JENS SCHLUETER / POOL / AFPPoland's Minister of Foreign Affairs Zbigniew Rau (L) with his German and French counterparts Heiko Maas and Jean-Yves Le Drian (R) plant a tree on the memorial path of Buchenwald nazi concentration camp in Weimar, Germany, on September 10, 2021.

'Those who commit such cowardly attacks share a mentality with the murderers in the concentration camps'

Seven trees planted near the former Nazi concentraion camp Buchenwald in honour of its victims were damaged by vandals twice in the last week, with local authorities on Monday pledging a “decisive response.”

"Buchenwald" in German means beech forest. The trees, which were destroyed by vandals last week and over the weekend, were planted there as part of the project “1,000 beeches” initiated by the Lebenshilfewerk organization in 1999 to commemorate those who died in the “death march” route to the camp. 

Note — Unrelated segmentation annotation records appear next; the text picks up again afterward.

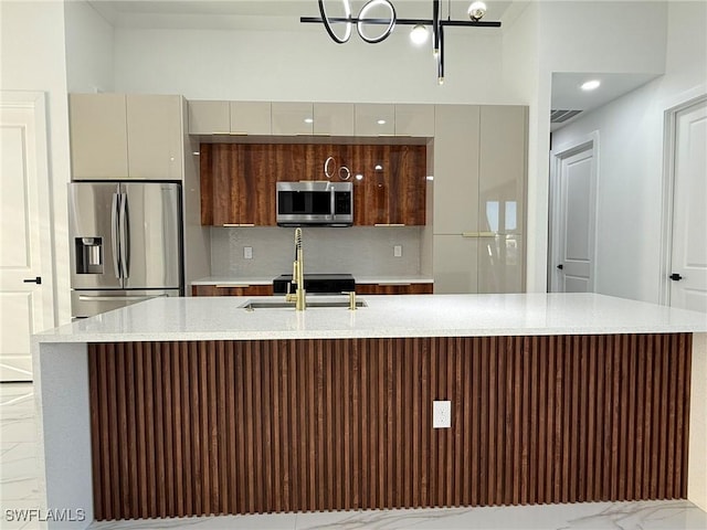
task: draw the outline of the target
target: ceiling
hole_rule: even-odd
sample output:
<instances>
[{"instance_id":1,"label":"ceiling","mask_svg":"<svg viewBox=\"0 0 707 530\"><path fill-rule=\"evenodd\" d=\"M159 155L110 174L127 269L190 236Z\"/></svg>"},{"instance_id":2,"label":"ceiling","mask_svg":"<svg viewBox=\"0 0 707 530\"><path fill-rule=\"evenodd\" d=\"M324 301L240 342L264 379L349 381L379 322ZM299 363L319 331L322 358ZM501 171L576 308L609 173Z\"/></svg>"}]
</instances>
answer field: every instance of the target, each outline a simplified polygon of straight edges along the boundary
<instances>
[{"instance_id":1,"label":"ceiling","mask_svg":"<svg viewBox=\"0 0 707 530\"><path fill-rule=\"evenodd\" d=\"M310 28L300 24L299 17L318 17L317 0L88 0L108 22L118 28L233 28L283 29ZM351 0L351 12L356 15L366 3ZM432 18L430 0L393 0L399 18ZM485 20L500 20L513 1L486 0L488 11ZM325 0L333 12L340 10L340 0ZM442 15L467 20L469 0L442 0ZM258 20L260 19L260 20Z\"/></svg>"},{"instance_id":2,"label":"ceiling","mask_svg":"<svg viewBox=\"0 0 707 530\"><path fill-rule=\"evenodd\" d=\"M321 31L318 24L303 24L299 17L318 17L317 0L88 0L116 28L151 29L247 29L251 31ZM340 0L325 0L331 9L340 9ZM524 0L525 1L525 0ZM518 4L519 0L516 0ZM357 14L366 0L351 0ZM393 0L399 18L431 18L430 0ZM442 0L442 17L467 20L469 0ZM514 1L486 0L485 20L504 21ZM597 108L631 92L657 74L555 73L552 75L552 109L587 110ZM579 85L588 78L599 78L600 88L587 93ZM576 119L576 118L574 118ZM556 130L563 124L552 124Z\"/></svg>"},{"instance_id":3,"label":"ceiling","mask_svg":"<svg viewBox=\"0 0 707 530\"><path fill-rule=\"evenodd\" d=\"M659 74L605 74L588 72L556 72L552 74L552 96L550 108L552 110L582 110L576 118L562 124L551 124L550 130L560 127L583 116L588 110L601 107L618 97L627 94ZM580 85L585 81L598 80L601 85L595 91L584 92Z\"/></svg>"}]
</instances>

The camp memorial is located in the German state of Thuringia. The state premier Bobo Ramelow interrupted his summer holiday in response to the incidents and told local media that he would attend a memorial march for reported Jewish youth in the city of Weimar on Sunday. 

"The only thing that will help is a decisive response. Two new trees for every destroyed one. Redoubled focus on every cowardly act," he was quoted as saying by AFP.

"Those who commit such cowardly attacks share a mentality with the murderers in the concentration camps," Ramelow added, pledging to take part in the planting of new trees.

Video poster

Over 56,000 people, including thousands of Jews, died at Buchenwald during World War II. American forces liberated the camp in 1945.

Earlier in June, a German court sentenced a 101-year-old former concentration camp guard to five years in prison, making him the oldest person to be put on trial for the crimes committed during the Holocaust. Josef Schuetz was found guilty of being involved in the murders of 3,518 prisoners at the Sachsenhausen camp in Oranienburg, north of Berlin, between 1942 and 1945.